If market activity is thought of as an auction process, where bidders and sellers are constantly vying for the most advantageous price, daily timeframe highs and lows represent the outer extremes of accepted value for any particular trading day. The highest price achieved during the day represents the maximum that buyers were willing to offer for the commodity, and the lowest price represents the minimum that sellers were willing to accept. For this reason, subsequent price action has a tendency to remain within the boundaries of apparent value as defined during the previous day of trading.



Charts created using TradeStation. ©TradeStation Tech-
nologies, Inc. All rights reserved. No investment or trading
  advice,recommendation or opinions is being given or intended.

 

Under typical market conditions (news-driven price thrusts being one notable exception) a successful breach of a prior day high or low is normally preceded by several failed attempts. Once achieved, such price action often represents an important shift in market psychology with the potential to create a new trend move.

One approach for taking advantage of this market scenario is to use the actual break of the prior day high or the prior day low as the trigger into the trade - going long on a break of the high, and short on the break of the low. Using such a method for market entry is certainly viable, and, in fast market conditions may be the ONLY way of participating. However, it is considered to be a rather aggressive technique, for forays into new areas of market valuation are sometimes rejected in very quick fashion. A more conservative and risk averse approach is to delay entry until some sort of price retracement can occur. Such short-term pullbacks often take place before a new trend move can begin in earnest. Many times, a breach of the prior day high or low will retrace all the way back to the original breakout point. If not, the next most likely level of retracement will be that of the 5 min. 20EMA.
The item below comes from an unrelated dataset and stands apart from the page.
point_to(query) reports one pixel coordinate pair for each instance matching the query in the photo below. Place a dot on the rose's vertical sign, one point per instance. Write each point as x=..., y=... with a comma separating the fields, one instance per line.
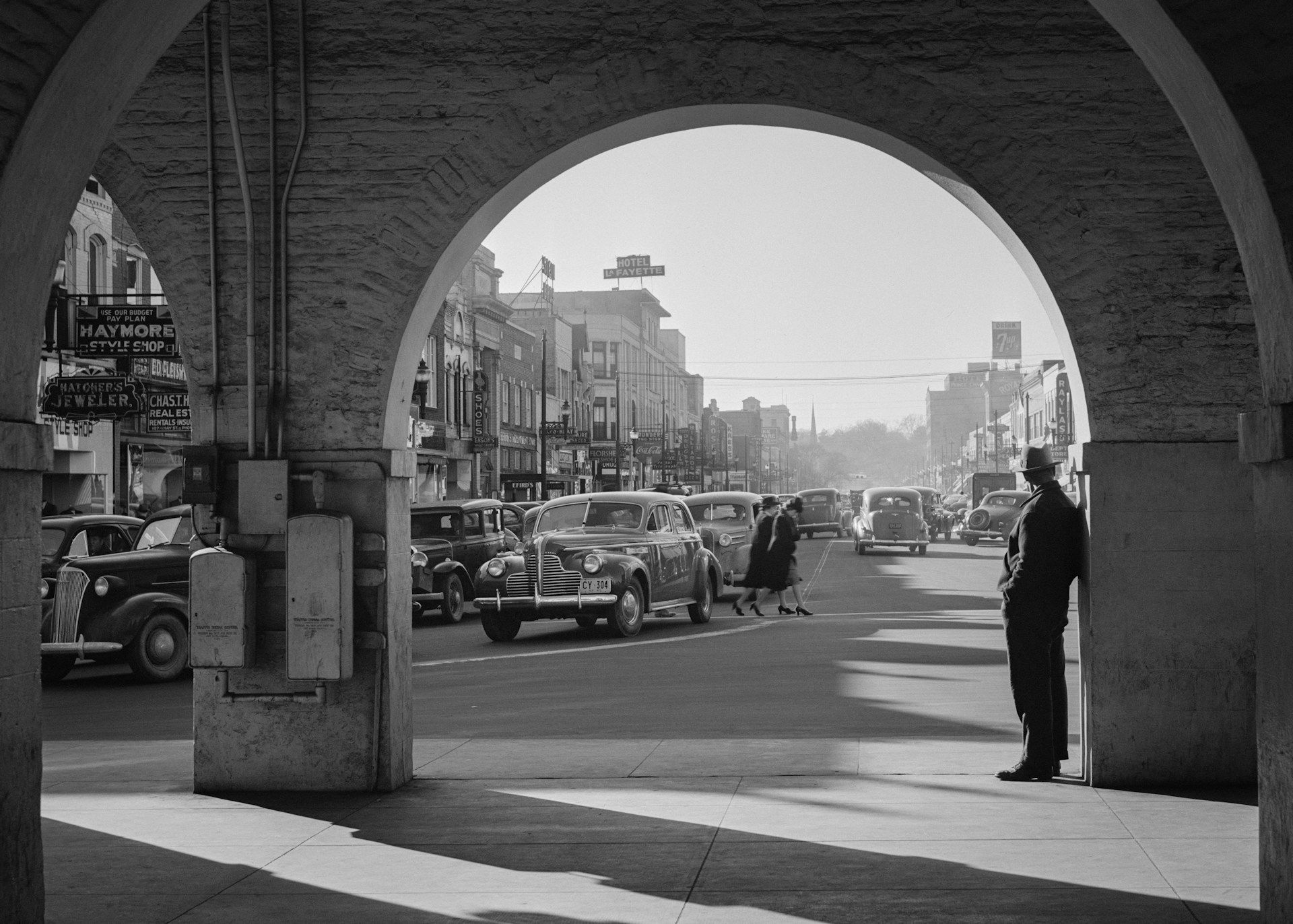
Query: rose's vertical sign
x=1007, y=340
Price analysis relative to prior day highs and lows can also prove helpful when markets get caught in extended, tight-range trading conditions. This kind of market scenario is often followed by extreme range expansion and a pickup in volatility. Sometimes the increase in volatility can be very sudden and dramatic, leading to trading days well-suited for capturing large profits - but only if you've chosen the correct breakout direction.